Во время перерыва все обзавелись свежим пивом, и Инесса купила кружку для Ленина, но он пить не стал, — Плеханов продолжал читать свой реферат, вернее, заканчивал читать:
— …Не будем трусливо запираться на замок, предоставляя соседу унять напавшего на него разбойника, а свяжем разбойнику руки и накинем на него смирительную рубаху.
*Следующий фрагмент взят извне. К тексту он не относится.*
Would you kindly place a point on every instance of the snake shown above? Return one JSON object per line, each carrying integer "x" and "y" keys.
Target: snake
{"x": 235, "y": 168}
Что касается меня, то я заявляю: я не стану очень придерживаться принципов, если необходимо объединить все усилия перед лицом грозного противника, ради защиты от него своей земли и нации. Вот почему я считаю необходимым заявить во всеуслышание, что стою на стороне тех, кто подвергся нападению Германии и ее союзницы Австрии. И что я стою на стороне французских социалистов и осуждаю немецких, на стороне защищающихся и против нападателей. Полагаю, что на этом должны стоять все социалисты! — заключил он и сел на любезно придвинутый к нему плетеный стул.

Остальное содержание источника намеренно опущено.